Su objetivo, ha señalado, es transparentar aún más la labor legislativa; dado que “la falta de transparencia en el Cabildeo en el Senado de la República es lo que constituye el punto más débil de nuestra reglamentación”.
El legislador por el Partido de la Revolución Democrática para el estado de Chiapas reconoció que el Cabildeo es una actividad natural en todo Congreso o Parlamento en el mundo; sin embargo, dijo, éste debe tener reglas.
Fernando Dworak, analista y consultor político, define a los cabilderos como “los diversos grupos de interés que buscan influir en la toma de decisiones” y que no necesariamente pertenecen a la iniciativa privada pues también los hay en los tres niveles de gobierno, sindicatos, cámaras empresariales y organizaciones no gubernamentales.
Los cabilderos se encuentran en ambas Cámaras, son hombres y mujeres generalmente jóvenes que van vestidos perfectamente arreglados y caminan de una oficina a otra con Ipad y smartphone en mano. Portan documentos impresos y gráficas y dialogan con los legisladores, argumentan, los convencen.

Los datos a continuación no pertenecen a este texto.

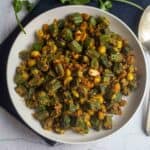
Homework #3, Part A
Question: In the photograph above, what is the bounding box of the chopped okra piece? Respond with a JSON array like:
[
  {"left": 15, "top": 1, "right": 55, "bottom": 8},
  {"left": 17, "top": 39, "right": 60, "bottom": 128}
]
[{"left": 69, "top": 40, "right": 82, "bottom": 53}]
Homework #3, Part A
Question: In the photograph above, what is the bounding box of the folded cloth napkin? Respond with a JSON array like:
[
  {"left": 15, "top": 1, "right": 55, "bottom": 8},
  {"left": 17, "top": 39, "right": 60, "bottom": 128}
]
[{"left": 0, "top": 0, "right": 150, "bottom": 145}]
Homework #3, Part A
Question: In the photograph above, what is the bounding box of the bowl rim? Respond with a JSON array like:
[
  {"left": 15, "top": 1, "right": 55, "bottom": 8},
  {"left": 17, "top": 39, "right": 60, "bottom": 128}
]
[{"left": 6, "top": 5, "right": 148, "bottom": 145}]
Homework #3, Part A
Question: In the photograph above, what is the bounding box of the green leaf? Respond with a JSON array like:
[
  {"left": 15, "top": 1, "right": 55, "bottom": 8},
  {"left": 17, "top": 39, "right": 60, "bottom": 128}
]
[
  {"left": 13, "top": 0, "right": 22, "bottom": 13},
  {"left": 99, "top": 0, "right": 112, "bottom": 11},
  {"left": 22, "top": 0, "right": 33, "bottom": 11}
]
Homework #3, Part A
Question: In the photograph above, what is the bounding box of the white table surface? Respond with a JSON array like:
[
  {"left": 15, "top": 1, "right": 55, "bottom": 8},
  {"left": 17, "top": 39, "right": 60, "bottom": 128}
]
[{"left": 0, "top": 0, "right": 150, "bottom": 150}]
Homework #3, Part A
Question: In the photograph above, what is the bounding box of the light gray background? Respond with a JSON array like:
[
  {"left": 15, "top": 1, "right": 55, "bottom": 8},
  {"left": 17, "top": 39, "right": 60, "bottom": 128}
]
[{"left": 0, "top": 0, "right": 150, "bottom": 150}]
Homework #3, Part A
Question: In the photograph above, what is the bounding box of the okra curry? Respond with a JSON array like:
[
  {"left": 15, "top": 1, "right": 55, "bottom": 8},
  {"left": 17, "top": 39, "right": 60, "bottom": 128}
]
[{"left": 14, "top": 13, "right": 137, "bottom": 134}]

El Cabildeo actualmente se encuentra regulado por los reglamentos del Congreso y, en el caso del Senado, se establece la obligación de las comisiones y los senadores de informar por escrito a la Mesa Directiva de actividades realizadas ante ellos por dichos individuos.
No obstante, Robledo ha señalado que “la regulación existente pretende transparentar las relaciones de Cabildeo pero no puede porque los reportes ante la Mesa Directiva no significan un verdadero control cuando no se someten al escrutinio público”, aseguró Zoé Robledo.
Por ello, propuso que además de entregar su informe en un plano no mayor a 30 días, cada comisión integre un archivo con los documentos que los cabilderos les entreguen con relación a iniciativas, minutas, proyectos, decretos y en general, cualquier acto o resolución emitida por el Senado.